Mit diesem Resultat Nitti’s stimmt nun trefflich die von mir vertretene Anschauung[2], wonach um die gleiche Zeit etwa Leo beim Kaiser die Erwartung begünstigt hat, dass er die vor der Königswahl Karl’s erforderliche oder doch wünschenswerthe Krönung Maximilian’s mit der Kaiserkrone an der Grenze, etwa in Trient, vorzunehmen oder vornehmen zu lassen bereit sei. Dass er damit ebenso dissimulirte, wie mit dem Dispens, ist ja klar: aber der verdiente Herausgeber der jüngeren Reihe der Reichstagsacten[3] hat doch durchaus fehlgegriffen, wenn er die Aussagen Maximilian’s für unwahr und ein von mir ans Licht gestelltes weiteres Zeugniss für eine blosse Fälschung zu Wahlzwecken

  1. Nitti, S. 130 f.; vgl. 207, Anm. 1. Dazu ist vor wenigen Wochen noch die durch Karl im März 1519 dem Papst in’s Gesicht geworfene Erinnerung gekommen, s. Dt. RTA., Jüngere Reihe I, Nr. 182 (S. 485; vgl. S. 563).
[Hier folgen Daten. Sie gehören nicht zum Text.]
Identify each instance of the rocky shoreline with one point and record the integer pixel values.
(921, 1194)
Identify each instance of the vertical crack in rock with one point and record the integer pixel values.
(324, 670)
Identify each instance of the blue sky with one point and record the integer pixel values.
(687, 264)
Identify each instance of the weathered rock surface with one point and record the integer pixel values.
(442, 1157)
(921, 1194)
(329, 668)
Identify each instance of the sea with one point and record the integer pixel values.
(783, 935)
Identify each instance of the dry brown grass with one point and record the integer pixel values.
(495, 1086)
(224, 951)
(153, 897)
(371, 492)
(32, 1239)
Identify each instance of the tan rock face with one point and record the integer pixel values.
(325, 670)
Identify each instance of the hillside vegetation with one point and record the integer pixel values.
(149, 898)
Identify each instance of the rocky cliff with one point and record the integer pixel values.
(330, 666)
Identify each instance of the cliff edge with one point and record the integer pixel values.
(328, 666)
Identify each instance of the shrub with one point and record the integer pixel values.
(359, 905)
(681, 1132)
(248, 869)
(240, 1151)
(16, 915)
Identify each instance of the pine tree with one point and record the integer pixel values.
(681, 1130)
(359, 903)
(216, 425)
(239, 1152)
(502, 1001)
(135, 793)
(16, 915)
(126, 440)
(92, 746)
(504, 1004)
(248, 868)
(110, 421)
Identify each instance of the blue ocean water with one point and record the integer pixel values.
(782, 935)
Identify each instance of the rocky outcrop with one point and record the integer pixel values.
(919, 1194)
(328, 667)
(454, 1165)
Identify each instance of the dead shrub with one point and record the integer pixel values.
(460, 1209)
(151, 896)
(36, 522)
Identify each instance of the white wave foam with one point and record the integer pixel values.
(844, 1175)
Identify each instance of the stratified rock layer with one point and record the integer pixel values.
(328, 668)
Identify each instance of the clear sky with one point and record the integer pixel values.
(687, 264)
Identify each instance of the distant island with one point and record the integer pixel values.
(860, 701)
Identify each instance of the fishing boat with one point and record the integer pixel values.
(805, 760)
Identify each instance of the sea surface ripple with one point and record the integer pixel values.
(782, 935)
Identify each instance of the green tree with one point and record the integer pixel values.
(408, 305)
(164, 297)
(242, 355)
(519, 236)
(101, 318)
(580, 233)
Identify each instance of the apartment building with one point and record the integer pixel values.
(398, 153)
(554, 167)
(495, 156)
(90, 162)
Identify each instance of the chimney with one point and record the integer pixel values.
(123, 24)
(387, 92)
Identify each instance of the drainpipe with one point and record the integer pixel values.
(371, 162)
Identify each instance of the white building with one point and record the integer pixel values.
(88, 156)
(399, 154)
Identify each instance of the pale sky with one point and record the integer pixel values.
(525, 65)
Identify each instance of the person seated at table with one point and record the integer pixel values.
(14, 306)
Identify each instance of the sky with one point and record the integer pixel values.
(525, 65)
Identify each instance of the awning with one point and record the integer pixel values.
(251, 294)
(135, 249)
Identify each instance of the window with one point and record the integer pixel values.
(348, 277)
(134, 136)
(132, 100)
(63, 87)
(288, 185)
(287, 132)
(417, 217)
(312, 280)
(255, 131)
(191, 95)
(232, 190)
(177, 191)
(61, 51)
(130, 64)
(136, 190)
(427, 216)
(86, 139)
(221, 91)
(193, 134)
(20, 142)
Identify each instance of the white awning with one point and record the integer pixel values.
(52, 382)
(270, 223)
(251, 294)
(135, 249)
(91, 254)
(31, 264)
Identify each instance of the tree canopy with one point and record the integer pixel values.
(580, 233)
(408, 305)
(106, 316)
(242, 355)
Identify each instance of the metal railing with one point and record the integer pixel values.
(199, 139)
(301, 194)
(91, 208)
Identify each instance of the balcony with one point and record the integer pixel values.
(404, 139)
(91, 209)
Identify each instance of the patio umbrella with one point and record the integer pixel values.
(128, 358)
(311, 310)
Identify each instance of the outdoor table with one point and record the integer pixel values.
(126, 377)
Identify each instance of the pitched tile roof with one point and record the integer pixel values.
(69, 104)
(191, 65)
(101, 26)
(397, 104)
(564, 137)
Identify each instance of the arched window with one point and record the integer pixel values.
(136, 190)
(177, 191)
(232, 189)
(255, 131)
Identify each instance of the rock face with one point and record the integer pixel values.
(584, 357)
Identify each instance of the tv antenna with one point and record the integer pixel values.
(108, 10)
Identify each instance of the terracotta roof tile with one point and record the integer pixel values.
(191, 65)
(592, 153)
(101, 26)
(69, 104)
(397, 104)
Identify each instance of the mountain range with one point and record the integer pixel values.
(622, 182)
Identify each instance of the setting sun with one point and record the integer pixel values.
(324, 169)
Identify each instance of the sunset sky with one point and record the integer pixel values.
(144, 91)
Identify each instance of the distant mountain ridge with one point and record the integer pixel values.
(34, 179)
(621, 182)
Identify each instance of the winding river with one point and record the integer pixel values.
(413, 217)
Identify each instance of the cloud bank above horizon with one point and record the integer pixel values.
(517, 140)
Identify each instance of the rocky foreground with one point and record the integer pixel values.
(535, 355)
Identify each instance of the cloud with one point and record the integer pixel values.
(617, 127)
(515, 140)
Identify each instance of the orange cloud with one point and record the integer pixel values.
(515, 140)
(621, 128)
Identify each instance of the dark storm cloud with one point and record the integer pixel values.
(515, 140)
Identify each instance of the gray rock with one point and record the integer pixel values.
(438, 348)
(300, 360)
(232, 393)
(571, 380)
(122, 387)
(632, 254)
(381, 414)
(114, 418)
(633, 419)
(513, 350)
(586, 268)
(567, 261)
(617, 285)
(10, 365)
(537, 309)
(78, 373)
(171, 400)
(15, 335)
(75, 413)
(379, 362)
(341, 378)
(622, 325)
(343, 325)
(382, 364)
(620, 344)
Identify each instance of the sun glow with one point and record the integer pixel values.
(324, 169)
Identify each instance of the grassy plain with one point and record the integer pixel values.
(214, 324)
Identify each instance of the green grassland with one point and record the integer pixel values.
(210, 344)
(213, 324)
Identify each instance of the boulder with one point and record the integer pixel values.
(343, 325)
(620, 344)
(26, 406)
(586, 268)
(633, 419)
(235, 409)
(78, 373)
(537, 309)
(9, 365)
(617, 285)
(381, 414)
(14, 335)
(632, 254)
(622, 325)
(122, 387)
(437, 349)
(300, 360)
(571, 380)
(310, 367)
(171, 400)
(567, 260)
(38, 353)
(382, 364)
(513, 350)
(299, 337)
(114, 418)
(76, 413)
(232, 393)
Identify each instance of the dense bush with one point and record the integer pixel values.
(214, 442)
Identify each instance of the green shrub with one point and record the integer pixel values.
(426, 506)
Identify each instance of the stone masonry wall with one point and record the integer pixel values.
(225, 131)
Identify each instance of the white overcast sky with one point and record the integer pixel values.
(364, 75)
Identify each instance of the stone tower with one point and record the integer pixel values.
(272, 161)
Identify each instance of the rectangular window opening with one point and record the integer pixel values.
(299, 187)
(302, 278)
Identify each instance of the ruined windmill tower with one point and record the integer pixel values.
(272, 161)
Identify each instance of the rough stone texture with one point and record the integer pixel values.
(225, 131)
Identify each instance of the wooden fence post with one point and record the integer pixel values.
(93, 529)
  2. Kaiser Maximilian I., 2. Bd., S. 706. Nitti, dem meine Arbeit nicht vorgelegen, ist seinerseits zu gleicher Auffassung gekommen. S. 147.
  3. A. a. O. Einleitung S. 124 f. Es ist ein ungünstiges Zusammentreffen, dass Nitti’s Forschungen bei dieser grossen Publication nicht mehr benutzt werden konnten.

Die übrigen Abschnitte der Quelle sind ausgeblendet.